Asked by Dee

To determine which set of ordered pairs represents a function, we need to check if each input (the first element of each pair) maps to exactly one output (the second element of the pair). In other words, no input can be repeated with a different output.

Let's analyze each option:

1. **{(2, –1), (8, 1), (–4, –1), (9, 1), (5, –1)}**
- All inputs (2, 8, -4, 9, 5) are unique. This set represents a function.

2. **{(2, –2), (1, 5), (–2, 2), (1, –3), (8, –1)}**
- The input '1' appears twice (1, 5) and (1, -3) with different outputs.
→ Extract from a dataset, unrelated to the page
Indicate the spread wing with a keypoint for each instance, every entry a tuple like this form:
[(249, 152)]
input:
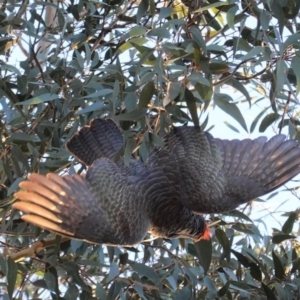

This does not represent a function.

3. **{(–3, 1), (6, 3), (–3, 2), (–3, –3), (1, –1)}**
- The input '–3' appears multiple times (–3, 1), (–3, 2), and (–3, –3) with different outputs. This does not represent a function.

4. **{(6, 8), (5, 2), (–2, –5), (1, –3), (–2, 9)}**
- The input '–2' appears twice (–2, –5) and (–2, 9) with different outputs. This does not represent a function.

Thus, the only set of ordered pairs that represents a function is:

**{(2, –1), (8, 1), (–4, –1), (9, 1), (5, –1)}**.